SET STATISTICS IO ON
SET STATISTICS TIME ON

SELECT
    MIN(DIM.OrderId)
FROM
    dbo.Dim_Order AS DIM
WHERE
    DIM.OrderDate = CAST('2016-06-01' AS DATE)
    AND DIM.OrderDate < CAST('2016-07-01' AS DATE)
OPTION (MAXDOP 1);

SELECT
    MIN(DIM.OrderId)
FROM
    dbo.Dim_Order AS DIM WITH(INDEX=CCI_Dim_Order)
WHERE
    DIM.OrderDate >= CAST('2016-06-01' AS DATE)
    AND DIM.OrderDate < CAST('2016-07-01' AS DATE)
OPTION (MAXDOP 1);
1
I exprerimented a lot with CCIs + RIs and considering not to use it for a while... Performance is very inconsistent. I think this technology is not mature yet. Check each CU for SQL 2016 - how many bug fixes they have for columnstore. If you still need to use it - may be query hints is only option. Also try partitioning.Anton
@Anton thank you for your feedback. One other aspect here is that if you bring another column in to aggregate, such as a date or something from the columnstore, that is not featured in a rowstore index, then the optimizer goes back to using the columnstore, and the query runs in a few milliseconds. Somehow, the mere presence of the rowstore causes this behavior, but not for all of my tables - only this particular one so I wonder if it's a tipping point in the optimizer, or a mistake in the math (division instead of multiplication).Pittsburgh DBA

1 Answers

2
votes

This is a typical row goal cardinality estimation problem. You can add USE HINT ('DISABLE_OPTIMIZER_ROWGOAL') to disable the row goal and should find the clustered column store is now costed cheaper and selected.

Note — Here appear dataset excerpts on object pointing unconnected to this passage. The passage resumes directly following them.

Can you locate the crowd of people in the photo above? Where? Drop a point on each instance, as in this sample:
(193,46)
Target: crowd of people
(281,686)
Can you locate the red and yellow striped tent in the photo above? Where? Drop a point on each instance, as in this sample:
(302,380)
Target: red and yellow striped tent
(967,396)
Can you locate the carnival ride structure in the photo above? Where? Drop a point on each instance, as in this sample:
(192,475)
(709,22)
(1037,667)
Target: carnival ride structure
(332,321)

The plan has an ordered scan on PK_Dim_Order - as it is processing rows in order of OrderId and is looking for MIN(DIM.OrderId) it can stop as soon as it finds the first one matching the predicate on OrderDate - it assumes the 60,000 rows matching the month predicate will be scattered evenly throughout the index. In fact they are all in a contigous range with Ids 304001 to 364000.

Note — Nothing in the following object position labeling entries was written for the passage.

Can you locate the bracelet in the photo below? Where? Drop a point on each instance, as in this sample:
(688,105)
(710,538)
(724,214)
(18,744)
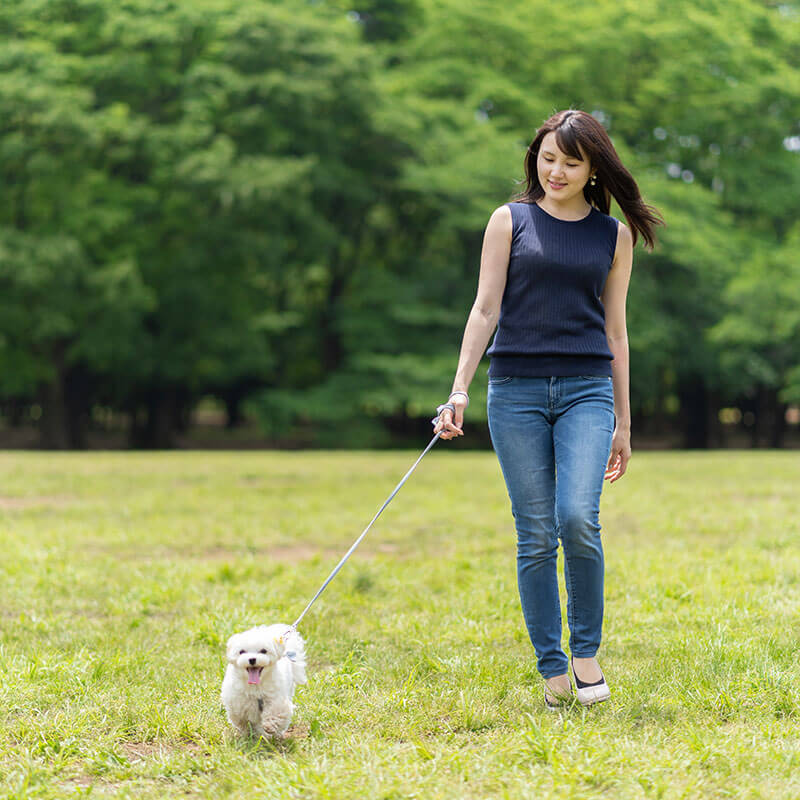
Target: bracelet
(464,393)
(441,408)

This assumption of non correlation is also why the estimated number of rows goes down as the date range gets bigger. If you double the number of matching rows for the date predicate and they truly were scattered evenly through the index you would only need to read half as many rows before hitting one matching both predicates and stopping the scan.